NEW YORK (CNNMoney.com) -- The government's closely watched list of troubled banks grew during the fourth quarter to its highest level since 1994, regulators said Thursday.
The Federal Deposit Insurance Corp. reported that the number of firms on its so-called "problem bank" list grew to 252 during the last three months of 2008, compared with 171 banks making the list in the prior quarter.
"There is no question that this is one of the most difficult periods we have encountered during the FDIC's 75 years of operation," agency Chairman Sheila Bair said Thursday.
Problem banks typically face difficulties with their finances, or are suffering through operations or management issues that pose a threat to their existence.

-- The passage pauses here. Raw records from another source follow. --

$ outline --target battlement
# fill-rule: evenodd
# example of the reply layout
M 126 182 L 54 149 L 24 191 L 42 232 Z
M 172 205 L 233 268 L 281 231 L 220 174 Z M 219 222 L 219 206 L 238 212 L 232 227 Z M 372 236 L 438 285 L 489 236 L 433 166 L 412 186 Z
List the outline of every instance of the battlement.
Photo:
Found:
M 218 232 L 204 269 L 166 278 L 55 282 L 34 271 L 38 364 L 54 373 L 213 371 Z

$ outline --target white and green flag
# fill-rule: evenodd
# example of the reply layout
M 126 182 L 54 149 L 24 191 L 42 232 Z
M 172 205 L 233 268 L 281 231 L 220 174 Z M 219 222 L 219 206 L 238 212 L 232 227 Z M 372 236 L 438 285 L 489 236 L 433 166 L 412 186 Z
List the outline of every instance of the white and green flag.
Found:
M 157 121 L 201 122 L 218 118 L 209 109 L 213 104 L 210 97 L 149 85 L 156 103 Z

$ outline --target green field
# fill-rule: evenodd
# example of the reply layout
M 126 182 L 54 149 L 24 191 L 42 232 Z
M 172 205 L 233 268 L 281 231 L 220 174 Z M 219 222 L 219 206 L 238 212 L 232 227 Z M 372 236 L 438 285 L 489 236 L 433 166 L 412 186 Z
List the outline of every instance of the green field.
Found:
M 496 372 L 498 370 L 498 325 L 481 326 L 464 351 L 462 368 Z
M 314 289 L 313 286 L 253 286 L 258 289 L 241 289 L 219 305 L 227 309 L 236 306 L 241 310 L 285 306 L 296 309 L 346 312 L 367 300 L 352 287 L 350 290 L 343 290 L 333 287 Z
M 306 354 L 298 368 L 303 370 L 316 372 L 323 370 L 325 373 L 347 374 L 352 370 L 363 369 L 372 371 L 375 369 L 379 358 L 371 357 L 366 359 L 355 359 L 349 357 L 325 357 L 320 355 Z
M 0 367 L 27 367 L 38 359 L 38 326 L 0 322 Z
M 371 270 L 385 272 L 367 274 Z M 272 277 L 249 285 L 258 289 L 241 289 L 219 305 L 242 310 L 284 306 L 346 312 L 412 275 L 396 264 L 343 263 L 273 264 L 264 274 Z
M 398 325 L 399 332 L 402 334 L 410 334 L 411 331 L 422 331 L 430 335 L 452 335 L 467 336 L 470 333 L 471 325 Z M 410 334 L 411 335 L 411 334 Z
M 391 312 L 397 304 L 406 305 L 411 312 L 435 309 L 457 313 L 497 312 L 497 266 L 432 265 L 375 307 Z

The institutions that wind up on the list are considered the most likely to fail, although few of them actually reach that point. On average, just 13% of banks on the FDIC's problem list have failed.
The FDIC - one of the top regulators of the nation's banking system - doesn't reveal the names of the banks on the list, but it does give the total assets of these institutions.
That number topped $159 billion during the most recent quarter, up from $116 billion the previous quarter.
As the U.S. economy has deteriorated, the pace of bank failures has quickened in recent months as banks struggle under the weight of rising loan losses.
Fourteen banks have failed so far this year, including last week's collapse of Silver Falls Bank, a relatively tiny Oregon-based institution located about an hour south of Portland.
Still, the current crop of bank failures hardly comes close to what happened during the savings & loan crisis two decades ago. More than 1,900 financial institutions went under during 1987-1991, peaking with the failure of 534 banks in 1989.
In the event of a failure, the FDIC fully insures individual accounts up to $250,000 for single accounts.
Overall, the fourth quarter proved to be an incredibly difficult period for the more than 8,300 banks that make up the nation's banking industry.
During the period, the group posted a net loss of $26.2 billion, representing its largest quarterly hit in the 25 years that insured institutions have reported quarterly results.
Regulators blamed a combination of factors for the quarter including losses from trading activity, massive writedowns taken by banks as well as rising loan losses.
To cope with the deteriorating economic environment, banks set aside a whopping $69.3 billion in funds for future loan losses - more than double year-ago levels.
"The trend is clear - troubled loans are rising and will continue to rise in the near future," said Bair.
The latest assessment of the health of the nation's banking sector comes just a day after industry regulators unveiled plans to "stress test" the nation's 19 largest banks in order to gauge the size and scope of any future government aid.
Sor far, the Treasury Department has extended nearly $200 billion in aid to banks, with the bulk of that aid going to some of the nation's biggest lenders including Citigroup (C, Fortune 500), Bank of America (BAC, Fortune 500) as well as Wells Fargo (WFC, Fortune 500) and JPMorgan Chase (JPM, Fortune 500).
FDIC's Bair threw her support behind the open-bank assistance efforts taken so far, noting that her agency would face limitations if it attempted to place a leading bank into receivership.
Such actions would not only fall somewhat outside the agency's authority, but she also noted that the FDIC could face a "resource issue" if it attempted to undertake such a task.